We visit Scottsdale for the desert. We find the desert beautiful, even during the summer when it is at its hottest and driest. A short 20 to 30-minute drive will take you to a surprising number of desert trails where you will be away from the traffic of a large city, though it is often visible off in the distance, and be surrounded by the sound of the wind and the birds. We always hike in the cool of early morning when we are most likely to spot desert animals.

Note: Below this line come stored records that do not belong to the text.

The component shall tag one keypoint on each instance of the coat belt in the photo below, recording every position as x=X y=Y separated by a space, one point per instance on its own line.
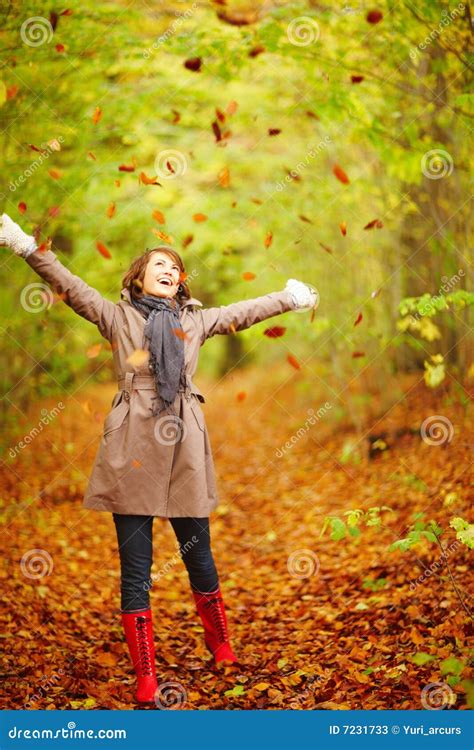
x=147 y=383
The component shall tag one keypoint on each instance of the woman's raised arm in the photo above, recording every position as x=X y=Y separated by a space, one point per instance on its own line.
x=240 y=315
x=82 y=298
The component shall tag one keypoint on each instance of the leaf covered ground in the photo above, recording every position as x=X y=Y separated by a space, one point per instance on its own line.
x=316 y=623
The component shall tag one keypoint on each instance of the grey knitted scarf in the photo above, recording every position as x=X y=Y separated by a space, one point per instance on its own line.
x=166 y=346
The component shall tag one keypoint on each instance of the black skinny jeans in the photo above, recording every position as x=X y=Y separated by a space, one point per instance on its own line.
x=135 y=542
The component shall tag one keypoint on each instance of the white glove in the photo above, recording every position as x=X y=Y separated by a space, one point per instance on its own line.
x=13 y=237
x=302 y=295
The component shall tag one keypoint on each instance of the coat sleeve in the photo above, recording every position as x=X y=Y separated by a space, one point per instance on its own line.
x=82 y=298
x=241 y=315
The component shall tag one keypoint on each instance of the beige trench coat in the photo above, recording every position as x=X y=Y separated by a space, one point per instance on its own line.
x=144 y=465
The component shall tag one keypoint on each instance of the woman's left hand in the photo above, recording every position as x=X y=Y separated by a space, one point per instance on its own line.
x=303 y=296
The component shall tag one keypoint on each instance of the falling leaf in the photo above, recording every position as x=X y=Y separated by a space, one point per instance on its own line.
x=340 y=174
x=275 y=332
x=326 y=248
x=194 y=64
x=224 y=177
x=138 y=357
x=158 y=216
x=94 y=351
x=12 y=91
x=148 y=180
x=97 y=115
x=127 y=168
x=163 y=236
x=374 y=16
x=293 y=361
x=374 y=223
x=103 y=250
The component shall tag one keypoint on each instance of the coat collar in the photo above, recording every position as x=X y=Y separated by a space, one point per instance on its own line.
x=125 y=294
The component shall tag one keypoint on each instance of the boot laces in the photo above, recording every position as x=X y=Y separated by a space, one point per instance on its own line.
x=143 y=646
x=216 y=609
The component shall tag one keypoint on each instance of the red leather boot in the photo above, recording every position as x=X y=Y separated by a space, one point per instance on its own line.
x=138 y=627
x=210 y=607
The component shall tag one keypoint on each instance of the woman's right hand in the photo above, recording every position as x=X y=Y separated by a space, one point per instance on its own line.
x=14 y=238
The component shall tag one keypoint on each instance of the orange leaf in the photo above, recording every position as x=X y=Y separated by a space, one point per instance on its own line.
x=94 y=351
x=268 y=239
x=293 y=362
x=224 y=177
x=97 y=115
x=12 y=91
x=103 y=250
x=148 y=180
x=340 y=174
x=165 y=237
x=158 y=216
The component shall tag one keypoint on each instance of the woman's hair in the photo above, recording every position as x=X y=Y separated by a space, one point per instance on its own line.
x=133 y=279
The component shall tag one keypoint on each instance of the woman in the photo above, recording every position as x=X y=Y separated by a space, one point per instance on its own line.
x=155 y=456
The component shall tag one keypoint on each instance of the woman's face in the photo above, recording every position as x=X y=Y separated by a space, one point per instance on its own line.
x=161 y=275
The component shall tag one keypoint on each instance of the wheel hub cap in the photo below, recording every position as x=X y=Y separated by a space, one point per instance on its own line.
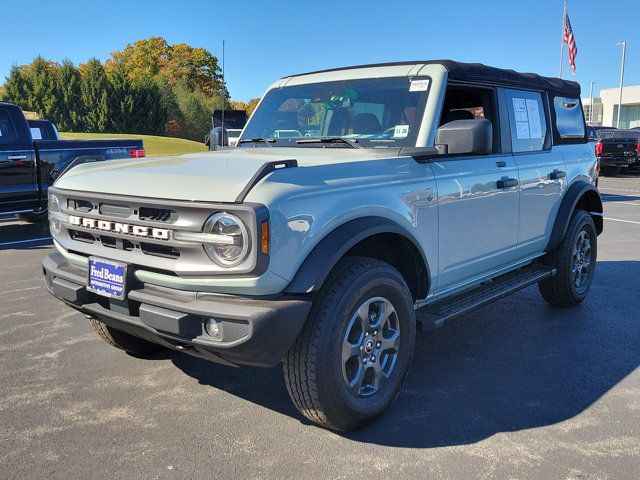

In addition to the desert around Scottsdale and Phoenix, we have discovered Downtown Scottsdale – an eclectic neighborhood that expands out from Old Town Scottsdale. Old Town is home to Western-themed storefronts and shops filled with Western wear, silver and turquoise jewelry, post cards and t-shirts. Don’t be surprised if you see a cowboy riding down the street on his horse. He may be strumming a guitar. Jeans tucked into beautiful cowboy boots – it works in Old Town Scottsdale.
Adjacent areas have countless art galleries, the beautiful Western Spirit: Scottsdale’s Museum of the West, salons, spas and more jewelry stores. Art isn’t confined to galleries, you will see lots of outdoor art as well. There are several excellent restaurants and bars in the neighborhood that have become our favorites.
What has been lacking, until recently, is wine tasting. Happily that is no longer the case and Downtown Scottsdale is now home to five tasting rooms along the Scottsdale Wine Trail.
LDV Wine Gallery
The Lawrence Dunham Vineyards Wine Gallery, which opened in late 2014, is located on E. First Street. Art and wine mix beautifully in the charming and well-lit space. In addition to LDV wines, the rooms are filled with the work of local artists, so it is possible to sip and browse art at the same time. The wooden tasting bar, which is supported by a rock and iron pedestal, is as warm and inviting as the owners Peggy Fiandaca and Curt Dunham. The couple have a true passion for wine and tend Rhône varieties on their 40-acre estate in Pearce at the foot of the Chiricahua Mountains in the Willcox AVA east of Tucson. We first tasted LDV wines in 2013 when we visited the winery in this beautiful and remote corner of Arizona.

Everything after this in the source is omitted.